Sunoco Logistics Partners LP (NYSE: SXL) reports a successful open season for Sunoco Pipeline LP’s Mariner East 2 project, the second phase of the company’s broader plan to provide critical pipeline transportation from the Marcellus and Utica shale plays.
Mariner East 2 will expand the Mariner East service to deliver natural gas liquids (NGLs) from the liquid-rich shale areas in Western Pennsylvania, West Virginia, and Eastern Ohio to Sunoco Logistics’ Marcus Hook Industrial Complex on the Delaware River in Pennsylvania, where it will be stored and distributed to various local, domestic, and international markets. Sufficient binding commitments have been received from shippers, enabling the project to move forward.
Sunoco Logistics plans to invest $2.5 billion for Mariner East 2, which is anticipated to provide an initial capacity of 275,000 barrels per day of NGLs such as propane, butane, and ethane. Combined with Mariner East 1 capacity of 70,000 barrels per day, the Mariner East project will provide 345,000 barrels per day of total NGL takeaway capacity from the shale regions. Mariner East 1 is expected to begin propane service by the end of 2014.
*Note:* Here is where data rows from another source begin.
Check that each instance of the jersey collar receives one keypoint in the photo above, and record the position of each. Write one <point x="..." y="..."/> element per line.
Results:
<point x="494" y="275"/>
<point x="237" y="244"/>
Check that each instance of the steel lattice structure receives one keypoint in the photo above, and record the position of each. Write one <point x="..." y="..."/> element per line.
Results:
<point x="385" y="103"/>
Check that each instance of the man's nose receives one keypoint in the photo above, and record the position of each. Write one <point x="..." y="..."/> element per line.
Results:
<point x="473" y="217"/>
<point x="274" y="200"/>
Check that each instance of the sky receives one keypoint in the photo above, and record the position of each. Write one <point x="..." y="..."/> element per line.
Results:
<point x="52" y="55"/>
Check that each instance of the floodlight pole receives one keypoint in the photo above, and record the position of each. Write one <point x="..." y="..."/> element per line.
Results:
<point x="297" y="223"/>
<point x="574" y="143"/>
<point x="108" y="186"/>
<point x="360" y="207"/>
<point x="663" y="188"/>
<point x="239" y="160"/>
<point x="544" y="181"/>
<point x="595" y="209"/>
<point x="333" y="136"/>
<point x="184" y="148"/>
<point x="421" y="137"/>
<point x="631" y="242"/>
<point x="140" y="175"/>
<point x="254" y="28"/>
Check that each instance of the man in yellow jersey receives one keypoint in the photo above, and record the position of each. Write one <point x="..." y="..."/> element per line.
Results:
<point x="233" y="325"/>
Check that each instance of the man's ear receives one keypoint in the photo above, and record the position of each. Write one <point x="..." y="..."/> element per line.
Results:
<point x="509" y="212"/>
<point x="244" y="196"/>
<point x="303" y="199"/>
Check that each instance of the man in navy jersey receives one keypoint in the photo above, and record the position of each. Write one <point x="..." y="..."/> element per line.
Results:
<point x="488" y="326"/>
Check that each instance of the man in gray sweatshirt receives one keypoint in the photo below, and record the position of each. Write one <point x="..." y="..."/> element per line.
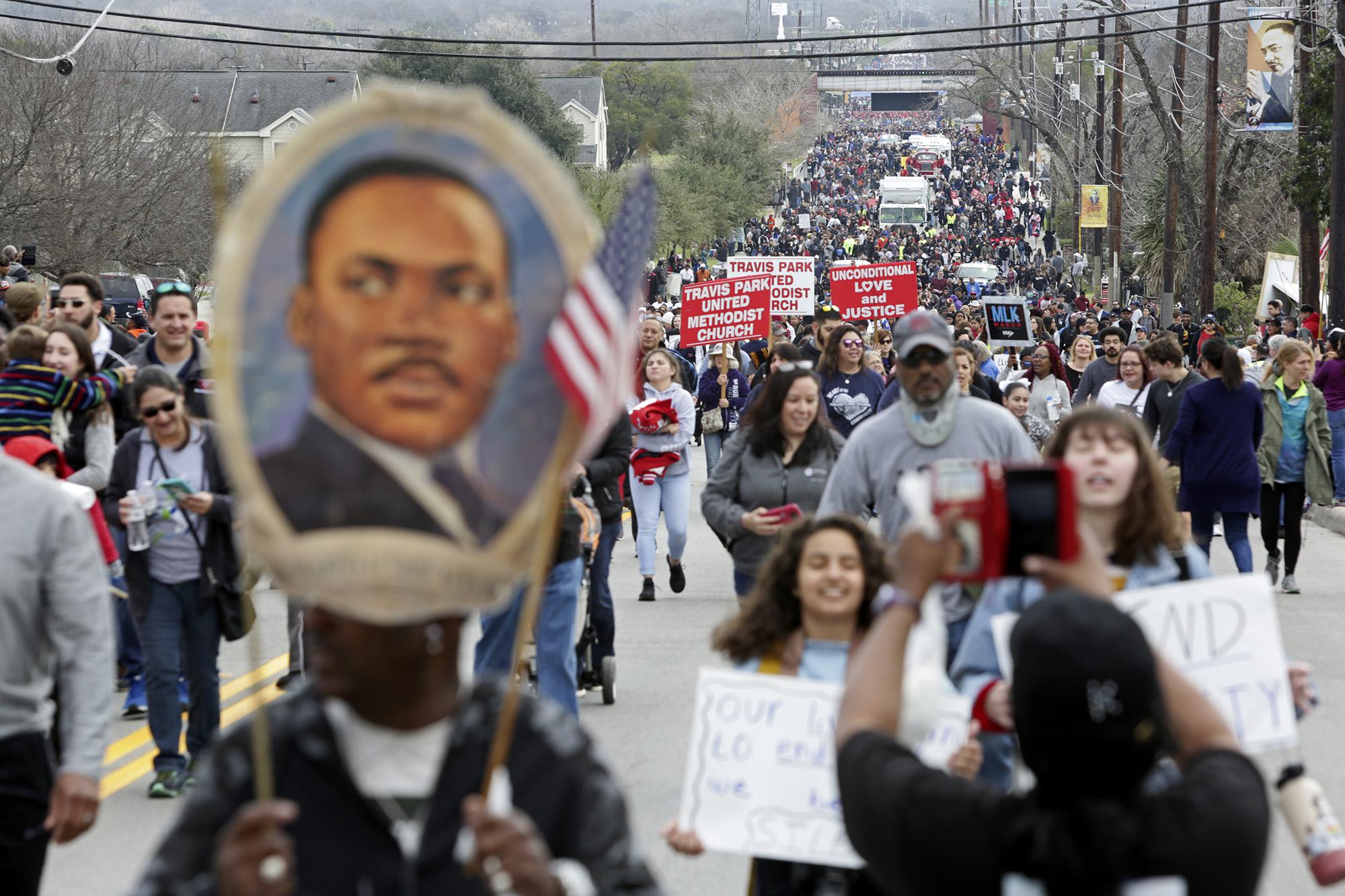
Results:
<point x="57" y="626"/>
<point x="1102" y="370"/>
<point x="931" y="421"/>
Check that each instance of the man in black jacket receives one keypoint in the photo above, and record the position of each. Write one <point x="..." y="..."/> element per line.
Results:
<point x="605" y="474"/>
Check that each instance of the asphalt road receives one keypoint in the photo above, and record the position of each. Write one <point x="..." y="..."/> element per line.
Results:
<point x="645" y="735"/>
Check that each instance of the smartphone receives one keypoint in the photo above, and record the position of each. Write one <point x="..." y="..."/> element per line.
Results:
<point x="177" y="487"/>
<point x="786" y="513"/>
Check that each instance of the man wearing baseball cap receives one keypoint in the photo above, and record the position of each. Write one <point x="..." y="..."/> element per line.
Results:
<point x="1093" y="706"/>
<point x="929" y="421"/>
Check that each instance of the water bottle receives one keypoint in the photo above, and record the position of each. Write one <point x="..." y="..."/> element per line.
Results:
<point x="1313" y="823"/>
<point x="138" y="530"/>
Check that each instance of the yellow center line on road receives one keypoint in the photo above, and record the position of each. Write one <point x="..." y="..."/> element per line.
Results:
<point x="139" y="737"/>
<point x="134" y="771"/>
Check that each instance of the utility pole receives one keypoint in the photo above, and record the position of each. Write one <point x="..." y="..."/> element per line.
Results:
<point x="1118" y="85"/>
<point x="594" y="26"/>
<point x="1101" y="72"/>
<point x="1309" y="228"/>
<point x="1336" y="260"/>
<point x="1210" y="232"/>
<point x="1175" y="171"/>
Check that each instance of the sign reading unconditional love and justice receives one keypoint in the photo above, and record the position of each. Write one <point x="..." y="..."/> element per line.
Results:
<point x="761" y="776"/>
<point x="875" y="292"/>
<point x="726" y="311"/>
<point x="793" y="280"/>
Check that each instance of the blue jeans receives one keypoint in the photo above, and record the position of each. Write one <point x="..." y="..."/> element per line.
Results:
<point x="714" y="443"/>
<point x="1235" y="536"/>
<point x="672" y="495"/>
<point x="601" y="595"/>
<point x="1338" y="420"/>
<point x="177" y="622"/>
<point x="556" y="663"/>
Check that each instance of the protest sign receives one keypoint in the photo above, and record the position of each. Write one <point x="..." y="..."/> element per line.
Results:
<point x="761" y="776"/>
<point x="1007" y="321"/>
<point x="1223" y="634"/>
<point x="793" y="280"/>
<point x="726" y="311"/>
<point x="875" y="292"/>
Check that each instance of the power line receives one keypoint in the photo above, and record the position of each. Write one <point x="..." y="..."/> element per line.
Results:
<point x="540" y="58"/>
<point x="49" y="5"/>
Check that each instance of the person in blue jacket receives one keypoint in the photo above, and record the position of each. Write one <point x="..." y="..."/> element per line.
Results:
<point x="1124" y="506"/>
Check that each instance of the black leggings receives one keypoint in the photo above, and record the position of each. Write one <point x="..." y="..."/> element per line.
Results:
<point x="1293" y="495"/>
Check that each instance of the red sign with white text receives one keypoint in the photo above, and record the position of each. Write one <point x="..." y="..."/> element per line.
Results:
<point x="731" y="310"/>
<point x="875" y="292"/>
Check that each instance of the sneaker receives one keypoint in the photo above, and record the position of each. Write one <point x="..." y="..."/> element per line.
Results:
<point x="677" y="577"/>
<point x="167" y="784"/>
<point x="135" y="705"/>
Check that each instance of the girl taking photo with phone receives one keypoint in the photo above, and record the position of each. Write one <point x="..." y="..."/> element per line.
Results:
<point x="778" y="467"/>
For Mariner East 2, Sunoco Logistics plans to construct a pipeline from processing and fractionation complexes in Western Pennsylvania, West Virginia, and Eastern Ohio for transport to the Marcus Hook Industrial Complex. Sunoco Logistics plans to construct new facilities at the Marcus Hook Industrial Complex to store, chill, process, and distribute propane, butane, and ethane for distribution to local, domestic, and international markets. Sunoco Logistics plans to offer intrastate and interstate movements to meet the demands of various markets. Mariner East 2 is expected to be operational by the end of 2016, subject to regulatory and permit approvals.